The company’s recent annual results and the more than 17 percent its stock has fallen on the New York Stock Exchange in the past five years through June has prompted the company to rethink executive compensation. BHP announced Friday that executive pay would be reduced, and the world’s largest mining company is even withdrawing shares worth almost $6.2 million that are due its new chief executive.
Andrew Mackenzie, who was appointed the company’s head in May, elected to forgo a portion of the stock that he was awarded as a signing bonus when he joined BHP more than four years ago, and he will also give up the stock promised to senior executives in a long-term incentive plan inked in 2008, the mining company said Friday in a filing with the Australian securities exchange and a subsequent press release.

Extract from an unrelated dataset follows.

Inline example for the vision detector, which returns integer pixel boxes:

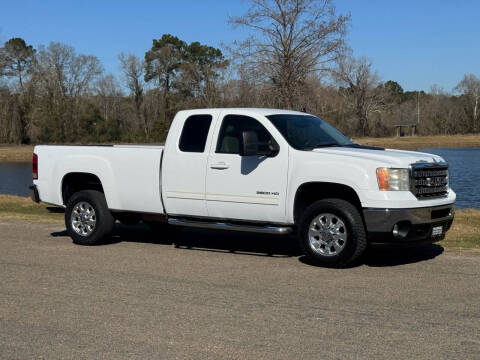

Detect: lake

[0,148,480,209]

The company’s decision to reduce executive compensation shows just how difficult of an environment in which the mining industry is currently operating. With prices falling for raw materials like iron ore and coal, mining companies have sought for other means to boost shareholder returns. This is while they cut costs to offset the financial strain years of heaving spending in expensive acquisitions and production capacity have put on their balances sheets.

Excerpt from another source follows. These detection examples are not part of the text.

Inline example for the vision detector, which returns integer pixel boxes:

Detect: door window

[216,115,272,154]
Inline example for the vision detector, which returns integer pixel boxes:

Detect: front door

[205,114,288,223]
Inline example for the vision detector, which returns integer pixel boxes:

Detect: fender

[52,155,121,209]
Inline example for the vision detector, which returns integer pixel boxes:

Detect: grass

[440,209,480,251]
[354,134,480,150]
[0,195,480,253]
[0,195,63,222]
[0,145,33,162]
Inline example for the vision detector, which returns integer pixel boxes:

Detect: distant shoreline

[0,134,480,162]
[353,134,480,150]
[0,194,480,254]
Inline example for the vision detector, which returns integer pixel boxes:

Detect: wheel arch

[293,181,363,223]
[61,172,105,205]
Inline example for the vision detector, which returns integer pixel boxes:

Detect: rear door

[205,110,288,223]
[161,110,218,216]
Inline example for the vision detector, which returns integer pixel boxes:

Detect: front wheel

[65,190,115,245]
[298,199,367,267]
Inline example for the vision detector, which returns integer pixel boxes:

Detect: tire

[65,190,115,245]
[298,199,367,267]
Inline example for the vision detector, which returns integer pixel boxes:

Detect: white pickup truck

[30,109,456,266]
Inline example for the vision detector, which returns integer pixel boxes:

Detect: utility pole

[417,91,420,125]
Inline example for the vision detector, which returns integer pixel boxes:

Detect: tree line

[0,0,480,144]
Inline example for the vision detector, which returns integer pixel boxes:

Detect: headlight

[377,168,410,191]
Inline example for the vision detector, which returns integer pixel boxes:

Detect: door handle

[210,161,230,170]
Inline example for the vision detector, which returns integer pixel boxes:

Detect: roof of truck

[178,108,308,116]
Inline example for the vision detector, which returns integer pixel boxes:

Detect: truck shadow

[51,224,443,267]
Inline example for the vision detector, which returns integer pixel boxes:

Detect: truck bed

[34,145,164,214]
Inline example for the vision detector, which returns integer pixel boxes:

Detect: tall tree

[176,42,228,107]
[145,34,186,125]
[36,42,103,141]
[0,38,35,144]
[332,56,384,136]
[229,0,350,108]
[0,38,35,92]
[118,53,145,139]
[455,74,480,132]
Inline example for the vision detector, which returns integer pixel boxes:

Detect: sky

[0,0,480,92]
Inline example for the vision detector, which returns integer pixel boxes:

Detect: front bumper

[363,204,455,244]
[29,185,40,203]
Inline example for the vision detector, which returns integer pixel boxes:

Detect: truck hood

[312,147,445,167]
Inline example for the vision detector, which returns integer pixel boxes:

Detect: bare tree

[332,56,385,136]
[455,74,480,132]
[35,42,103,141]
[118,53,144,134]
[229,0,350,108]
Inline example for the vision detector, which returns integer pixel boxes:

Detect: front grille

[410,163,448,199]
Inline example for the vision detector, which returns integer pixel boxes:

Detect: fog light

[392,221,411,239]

Friday’s announcement reflects “a more modest approach to remuneration befitting the times,” BHP said. While in the past five years BHP has beat its goal of outperforming its rivals, it is undeniable that total returns for shareholders dropped in that same period.
In order for executives to have received their bonuses in full, BHP Billiton was required to deliver a total shareholder return that exceeded the shareholder returns of “a group of peer companies by an average of 5.5 per cent per year for five years, or 30.7 per cent in total compounded over the five year performance period.”
The performance period ended on June 30 of this year and the average total shareholder returns for BHP’s peer companies was negative 44 percent. In comparison, BHP generated a total shareholder return of negative 9.4 percent, meaning the miner outperformed its rivals by 34.6 percent and met the required performance hurdle.
Even though “the [Group Management] Committee recognized that the TSR performance was delivered in a difficult business environment,” it also decided that “more closely aligning the experience of shareholders and executives was important,” BHP outlined in the press release. But, “as always, the Committee also looked at the total remuneration for executives.”
In total, the company decided to award Mackenzie shares worth 4.6 million pounds, or $7.16 million, an amount equivalent to 65 percent of the long-term bonus he was promised — leaving him 3.9 million pounds short. The chief executive also gave up shares worth 941,000 pounds, or $1.47 million, as of Thursday’s close, that were due to him from his sign-on bonus.
When Mackenzie was first appointed as chief executive he knew the next few years would be difficult as BHP had prioritized operating costs and overhead. He had already agreed to a base salary that was almost 25 percent less than the one collected by his predecessor. When he took over, the CEO pledged to put a “laserlike” focus on cost cutting, and in the last fiscal year, BHP reduced expenses by $2.7 billion and plans to reduce capital expenditures by 30 percent this year.
“It’s in keeping with the company’s mantra at the moment of tightening its belt,” Pengana Capital fund manager Tim Schroeders told The Wall Street Journal. It is also appropriate given the thousands of workers being laid off across the mining industry in the past few months, he added.